Entwicklungspolitik und Humanitäre Hilfe

Entwicklungspolitik im Regierungsprogramm:

Bekenntnisse mit Schattenseiten

Internationale Zusammenarbeit, Entwicklungszusammenarbeit (EZA) und die Humanitäre Hilfe sind klare Bestandteile im Regierungsprogramm und das ist gut so: Denn Österreich ist als kleines Land auf eine regelbasierte Weltordnung angewiesen. So gibt es ein Bekenntnis zur aktiven Neutralität, zum internationalen Recht, zur Stärkung des Multilateralismus, zu den Menschenrechten und zur Umsetzung der SDGs. Gleichzeitig sehen wir auch kritische Verschiebungen: migrations- und wirtschaftspolitische Interessen rücken stärker in den Fokus und könnten notwendige Mittel für die wichtigsten Aufgaben der Entwicklungspolitik - den Kampf gegen Armut und weltweite Ungleichheit – verlegen.
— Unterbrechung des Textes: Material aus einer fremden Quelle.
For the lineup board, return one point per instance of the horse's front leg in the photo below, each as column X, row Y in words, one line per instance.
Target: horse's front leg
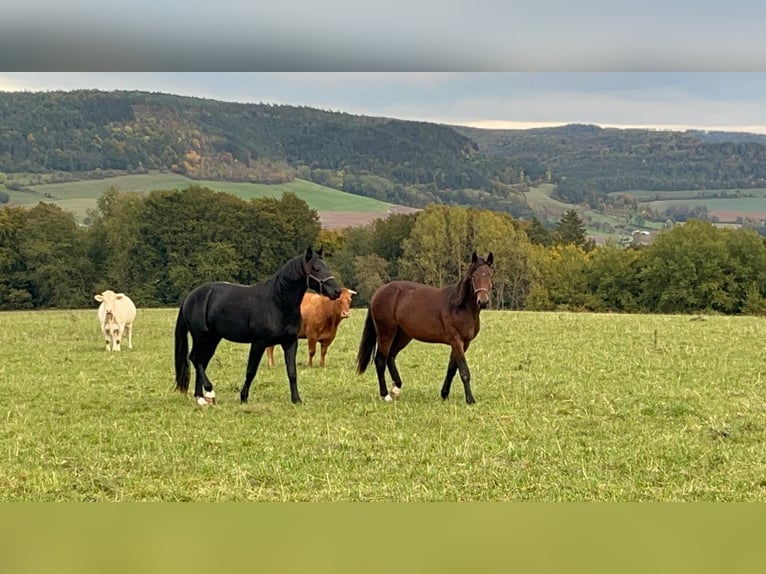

Vieles bleibt vage – wie so oft, kommt es auf die Umsetzung an.

Entwicklungspolitik, Humanitäre Hilfe

Entwicklungspolitik im Regierungsprogramm: Zwischen globaler Verantwortung und nationalem Eigeninteresse

Regierungsprogramm
  • Bekenntnis zur EZA als Instrument der Armutsbekämpfung, Friedensförderung und Umweltschutz (wie im EZA-Gesetz festgeschrieben).
  • Bekenntnis zum UN-Ziel, 0,7 % des BNE für öffentliche Entwicklungszusammenarbeit als gesamtstaatliche Aufgabe, inkl. angemessener Dotierung des Auslandskatastrophenfonds (AKF).
  • Leitprinzipien sind Selbstbestimmung der Partnerländer, soziale Mindeststandards, Geschlechtergerechtigkeit, Inklusion.
  • Umsetzung der SDGs
  • Fokus auf Migration („damit Menschen nicht gezwungen sind, ihre Heimat zu verlassen“) und Verknüpfung von Hilfe an gemeinsame Ziele mit Partnerländern.
  • Nutzung der EZA zur Erschließung neuer Märkte für österreichische Unternehmen (unter Erfüllung der SDGs) (im Sinne eines „wohlverstandenen Eigeninteresses“)
  • Evaluierung bilateraler vs. multilateraler EZA
  • Fortsetzung des Nahrungshilfe-Übereinkommens des World Food Programmes
  • Nennung entwicklungspolitischer Bildungsarbeit
  • Stärkung multilateraler Zusammenarbeit (UNO, EU).
Unsere Position

Das Regierungsprogramm enthält wichtige positive Bekenntnisse zu EZA, humanitärer Hilfe, Bildungsarbeit und internationaler Zusammenarbeit. Sorgen bereiten jedoch die starke Verknüpfung mit Migrationssteuerung und wirtschaftlichen Interessen, die einer bedarfsorientierten und menschenrechtsbasierten Entwicklungspolitik zuwiderlaufen.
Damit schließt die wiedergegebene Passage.